Sunday, October 22, 2006

Talking to Our Enemies

The Bush administration is ignoring the best traditions of our history in dealing with the enemies of our nation. We spent decades negotiating with the USSR even though there were more than 5000 nuclear warheads aimed at this country. Can anyone imagine what this would would be like had we not negotiated throughout the Cold War?

Iran wants a nuclear weapon to have middle east bragging rights now that Saddam is out of power. A nuclear weapon for a third world nation gives that nation legitimacy in the neighborhood as a whole. In the case of India and Pakistan it is more of an ultimate threat similar, but on a smaller scale, to the Mutual Assured Destruction or MAD in our recent past. The nukes keep the peace so to speak.

It is folly for President Bush not to have direct talks with North Korea and Iran as well as the Non-Alqueda Iraqi insurgents. We cannot invade either North Korea, Iran or win a war with a determined insurgency without levelling the nations involved. By not talking, we doom ourselves to an endless struggle with nations determined to have Nukes and with continued loss of life in Iraq.
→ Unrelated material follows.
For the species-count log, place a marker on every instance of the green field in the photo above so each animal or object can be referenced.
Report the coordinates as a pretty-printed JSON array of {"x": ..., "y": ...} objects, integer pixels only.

By talking, I do not advocate giving in to demands. We have a military as a last resort of diplomacy and a State Department as a means to resolve our differences in a peaceful manner. There are many examples of when force is needed. Afghanistan and the Taliban was one such case, but with the new nuke states, why not talk first? President Bush will not succeed by staying the course. The course is wrong and moving farther away from resolution with each passing day and with each American soldier killed.

Instead of the world becoming a more peaceful place, it is far more dangerous than at any time in the past 40 years. Not since the the darkest days of the Cold War with B-52s on flying nuclear alert, have we been so far from the peace we have sought throughout our history.